Куан одобрительно кивнул и расположился в кресле поудобнее.
— Это пример, когда краткий вопрос требует длинного ответа. Полагаю, вы достаточно умны, и к тому времени, когда я докончу, вы поймете причину, почему я хочу, чтобы вы узнали мою историю в таких подробностях. Кто я — не исчерпывается всего лишь моей личностью, а уходит глубоко корнями в прошлое. В Китае история человека начинается не с него, но с его предков. Мои были торговцами рисом в Шанхае, великом торговом городе на восточном побережье. Семейное дело процветало, но мой отец лелеял желание приобщиться к правящему классу мандаринов, и я, его старший сын, был выбран для возвышения нашей семьи. Его богатство обеспечило мне лучших учителей. Долгие годы я посвятил учению. В двадцать лет я сдал экзамен для поступления на гражданскую службу.
Для меня все это звучало неописуемо чужеземным. Слова Куана, казалось, покачивали меня, будто ветерок, напоенный восточными пряностями. Его голос гипнотизировал. Неясные виды с китайскими пагодами и дворцами возникали в тумане за окном; крики чаек преобразились в гомон китайских торговцев.
— Затем я был назначен окружным судьей деревни в провинции Фукьен, — продолжал Куан. — Там я постиг искусство управления государством и администрации. Следующие семнадцать лет я трудился на разных постах по всей стране.
Я убедилась, что не способна отвести взгляда от его неподвижных, черных, кружащих голову глаз; жутковатое оцепенение охватило меня. С каждым мгновением красота Куана становилась более чарующей и менее отталкивающей. Я не испытывала к нему такого же влечения, как к мистеру Слейду; и все же он будил во мне тягу, которая не поддавалась объяснению. Или мой характер предопределил, что я попаду под власть Куана? Какой-то магнетический поток истекал от него ко мне, будто между магнитом и железом. Хотя бы отчасти я начала постигать, что толкнуло его рассказать мне историю своей жизни.

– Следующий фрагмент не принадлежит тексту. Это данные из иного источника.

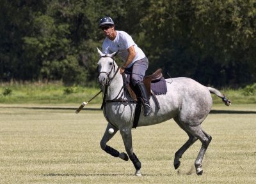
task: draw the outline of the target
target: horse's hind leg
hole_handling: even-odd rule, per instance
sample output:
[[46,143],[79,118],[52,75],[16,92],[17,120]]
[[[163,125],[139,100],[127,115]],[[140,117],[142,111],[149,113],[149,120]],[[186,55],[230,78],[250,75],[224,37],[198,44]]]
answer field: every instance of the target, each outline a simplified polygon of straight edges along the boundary
[[[113,134],[110,134],[108,132],[108,130],[110,128],[114,129],[114,132]],[[113,126],[111,124],[108,124],[107,128],[106,129],[105,133],[102,137],[102,139],[100,141],[100,147],[103,150],[104,150],[106,152],[110,154],[111,155],[115,157],[119,157],[125,161],[128,161],[129,158],[125,153],[119,153],[119,152],[116,150],[107,145],[108,141],[109,141],[115,136],[118,131],[118,129]]]
[[189,131],[196,138],[198,138],[202,142],[202,147],[199,151],[198,155],[195,162],[195,166],[196,167],[196,174],[198,175],[202,175],[203,174],[203,169],[202,168],[202,162],[203,160],[204,156],[206,150],[208,148],[209,145],[212,139],[212,137],[204,132],[202,129],[201,125],[196,127],[189,127]]
[[189,139],[186,142],[186,143],[180,148],[175,154],[174,157],[174,168],[175,169],[178,169],[180,166],[180,159],[182,157],[183,153],[189,148],[198,139],[194,137],[189,131],[188,131],[186,128],[183,126],[183,125],[179,122],[179,118],[176,117],[173,118],[174,120],[177,122],[179,126],[183,129],[188,134]]

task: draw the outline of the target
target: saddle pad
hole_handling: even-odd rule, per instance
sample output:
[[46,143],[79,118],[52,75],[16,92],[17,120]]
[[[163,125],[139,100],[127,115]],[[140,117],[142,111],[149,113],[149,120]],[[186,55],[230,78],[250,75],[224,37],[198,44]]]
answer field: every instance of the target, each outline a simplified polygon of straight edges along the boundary
[[167,86],[165,79],[162,77],[160,80],[151,82],[151,90],[155,95],[165,94],[167,92]]

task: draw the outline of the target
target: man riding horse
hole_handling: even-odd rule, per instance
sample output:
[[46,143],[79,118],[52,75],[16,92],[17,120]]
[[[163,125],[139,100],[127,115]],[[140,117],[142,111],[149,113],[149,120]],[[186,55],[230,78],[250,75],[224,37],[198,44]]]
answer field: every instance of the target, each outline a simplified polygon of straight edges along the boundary
[[132,37],[127,32],[115,30],[114,21],[109,17],[100,19],[99,27],[106,36],[102,44],[102,53],[110,54],[118,52],[118,55],[124,61],[120,68],[120,74],[125,71],[131,72],[131,81],[135,92],[144,106],[144,116],[152,112],[149,104],[149,97],[143,82],[143,76],[148,67],[148,60],[142,50],[137,46]]

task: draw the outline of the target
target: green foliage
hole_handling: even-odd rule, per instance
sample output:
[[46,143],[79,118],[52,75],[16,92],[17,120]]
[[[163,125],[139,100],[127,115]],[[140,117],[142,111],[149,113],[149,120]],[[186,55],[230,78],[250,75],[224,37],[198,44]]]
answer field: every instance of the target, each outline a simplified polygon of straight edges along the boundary
[[246,96],[253,96],[256,94],[256,83],[247,85],[243,88],[243,94]]
[[162,67],[216,87],[256,81],[253,0],[3,0],[0,81],[95,82],[106,15],[145,52],[148,73]]
[[6,88],[4,88],[4,90],[3,92],[3,94],[4,96],[10,95],[12,94],[12,89],[10,89],[8,87],[6,87]]
[[65,87],[63,91],[64,91],[64,94],[70,94],[74,92],[74,89],[73,87]]

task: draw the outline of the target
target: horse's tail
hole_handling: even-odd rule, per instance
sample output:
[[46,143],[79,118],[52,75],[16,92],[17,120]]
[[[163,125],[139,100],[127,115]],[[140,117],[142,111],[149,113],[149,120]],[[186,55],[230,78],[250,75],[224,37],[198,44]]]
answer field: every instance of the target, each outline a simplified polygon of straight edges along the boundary
[[211,93],[216,94],[219,97],[222,99],[222,101],[225,103],[225,104],[226,106],[231,106],[231,101],[226,99],[226,97],[224,94],[222,94],[219,90],[216,90],[216,88],[214,88],[212,87],[208,87],[209,90],[210,91]]

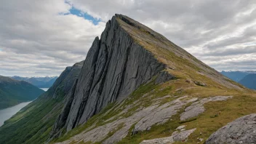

Он распознал мое влечение ко всему драматическому и фантастическому и целился запустить свои когти в мое сознание.
Его чарующий музыкальный голос продолжал:
— Это были бурные годы. Пока я был судейским чиновником в провинции Сычуань, она оказалась втянутой в войну с последователями пророка Мохаммеда. Два года спустя, когда я был финансовым инспектором в Хунани, на провинцию напали мятежники. К тому времени я женился; жена родила моего сына Тин-наня. Затем родились наши две дочери. — В глазах Куана клубились темные воспоминания. — В конце концов я получил пост секретаря правителя города, который вы называете Кантон.
Частица моего сознания, еще цеплявшаяся за рациональность, уловила, что Куан пока не сказал ничего, объясняющего его действия.
— Кантон расположен в тропической области юга Китая, — продолжал он. — Это процветающий порт, куда съезжаются купцы Европы, Аравии, Востока и Нового света. Чужеземные торговцы живут отдельно от горожан в факториях на берегу реки Вампоа. Китайцы и чужеземцы равно наживают там огромные состояния на чае и шелках. Для меня это был во всех отношениях благодатный пост.
— Тогда почему вы покинули Китай? — спросила я смело. — Что привело вас в Англию?
Он молча смотрел на меня. Его глаза сузились в щелочки, будто он взвешивал, сколько я заслуживаю услышать… или насколько он может мне доверять. Наконец он сложил руки на столе и сказал с загадочной улыбкой:
— На эти вопросы я отвечу при случае в будущем. Вы можете идти. Пока я вновь вас не позову, вы продолжите обучать моего сына… если сумеете.